Reflections on polling aggregation

After the 2019 Australian election, the Poll Bludger posted that "aggregators gonna aggregate." At the time I thought it was a fair call.

More recently, I have been pondering a paper by Xiao-Li Meng: Statistical Paradises and Paradoxes in Big Data: Law of Large Populations , Big Data Paradox, and the 2016 US Presidential Election. In a roundabout way, this paper is answering the usual question: why did the polls call the 2016 US election wrong? 

A key issue explored in this paper is the extent to which the growing non-response rates in public opinion polling are degrading probabilistic sampling. Theoretically, very small probability samples, randomly selected, can be used to make reliable statements about a trait in the total population. 

Non-response rates can adversely impact on the the degree to which a sample is a probability sample. This is of particular concern when there is a correlation between non-response and a variable under analysis (such as voting intention). Even a very small, non-zero correlation (say 0.005) can dramatically reduce the effective sample size. The problem is exacerbated by population size (something we can ignore when the sample is a true probability sample). 

Making matters worse, this problem is not fixed by weighting sub-populations within the sample.

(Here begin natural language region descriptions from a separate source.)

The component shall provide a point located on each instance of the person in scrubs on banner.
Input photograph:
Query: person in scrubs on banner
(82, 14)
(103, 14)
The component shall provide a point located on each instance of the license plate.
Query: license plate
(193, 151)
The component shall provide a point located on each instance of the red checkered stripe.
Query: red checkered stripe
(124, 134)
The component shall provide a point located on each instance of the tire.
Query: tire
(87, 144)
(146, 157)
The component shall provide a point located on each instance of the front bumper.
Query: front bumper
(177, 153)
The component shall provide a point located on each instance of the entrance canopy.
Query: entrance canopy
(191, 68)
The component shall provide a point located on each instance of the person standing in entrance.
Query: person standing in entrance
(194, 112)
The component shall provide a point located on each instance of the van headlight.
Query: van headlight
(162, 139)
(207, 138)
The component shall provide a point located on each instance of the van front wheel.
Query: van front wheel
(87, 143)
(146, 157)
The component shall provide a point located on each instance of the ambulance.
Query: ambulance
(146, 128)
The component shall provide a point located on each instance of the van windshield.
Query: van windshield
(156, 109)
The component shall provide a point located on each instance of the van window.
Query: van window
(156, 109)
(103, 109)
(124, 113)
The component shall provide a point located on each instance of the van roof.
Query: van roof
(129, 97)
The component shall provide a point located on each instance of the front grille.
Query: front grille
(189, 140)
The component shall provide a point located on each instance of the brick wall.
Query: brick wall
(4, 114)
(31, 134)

Weighting only works when the non-response is not correlated with a variable of analytical interest.

Meng argues that the combined polls prior to 2016 election account for one per cent of the US's eligible voting population (ie. the combined sample is around 2.3 million people). However, given the non-response rate, the bias in that non-response rate,  and the size of the US population, this becomes an effective sample size in the order of 400 eligible voters. An effective sample of 400 people has a 95% confidence interval of plus or minus 4.9 percentage points (not the 0.06 percentage points you would expect from a 2.3 million combined voter sample).

Isakov and Kuriwaki used Meng's theory and a Bayesian model written in Stan to aggregate battleground state polls prior to the 2020 US presidential election to account for pollster errors in 2016. Of necessity, this work made a number of assumptions (at least one of which turned out to be mistaken). Nonetheless, it suggested that the polls in key battleground states were one percentage point too favourable to Biden, and more importantly, the margin of error was about twice as wide as reported. Isakov and Kuriwaki's model was closer to the final outcome than a naive aggregation of the publicly available polling in battleground states.

According to Isakov and Kuriwaki, Meng's work suggests a real challenge for poll aggregators. Systemic polling errors are often correlated across pollsters. If this is not accounted for by the aggregator, then over-confident aggregations can mislead community expectations in anticipation of an election result, more so than the individual polls themselves.

References

Isakov, M., & Kuriwaki, S. 2020. Towards Principled Unskewing: Viewing 2020 Election Polls Through a Corrective Lens from 2016. Harvard Data Science Review. 

Meng, Xiao-Li. 2018. Statistical paradises and paradoxes in big data (I): Law of large populations, big data paradox, and the 2016 US presidential election. Annals of Applied Statistics 12 (2): 685–726.

Thursday, November 12, 2020

Report into 2019 polling failure

Yesterday, the Association of Market and Social Research Organisations, the national peak industry body for research, data and insights organisations in Australia, released its report into the polling failure for the 2019 Australian Federal Election

Unfortunately, the Australian pollsters did not share their raw data with the AMSRO inquiry. So the inquiry was constrained. Nonetheless, it found:

The performance of the national polls in 2019 met the independent criteria of a ‘polling failure’ not just a ‘polling miss’. The polls: (1) significantly — statistically — erred in their estimate of the vote; (2) erred in the same direction and at a similar level; and (3) the source of error was in the polls themselves rather than a result of a last-minute shift among voters.
The Inquiry Panel could not rule out the possibility that the uncommon convergence of the polls in 2019 was due to herding. 
Our conclusion is that the most likely reason why the polls underestimated the first preference vote for the LNP and overestimated it for Labor was because the samples were unrepresentative and inadequately adjusted. The polls were likely to have been skewed towards the more politically engaged and better educated voters with this bias not corrected. As a result, the polls over-represented Labor voters.

While the report was hampered by the limited cooperation from polling companies, it is well worth reading.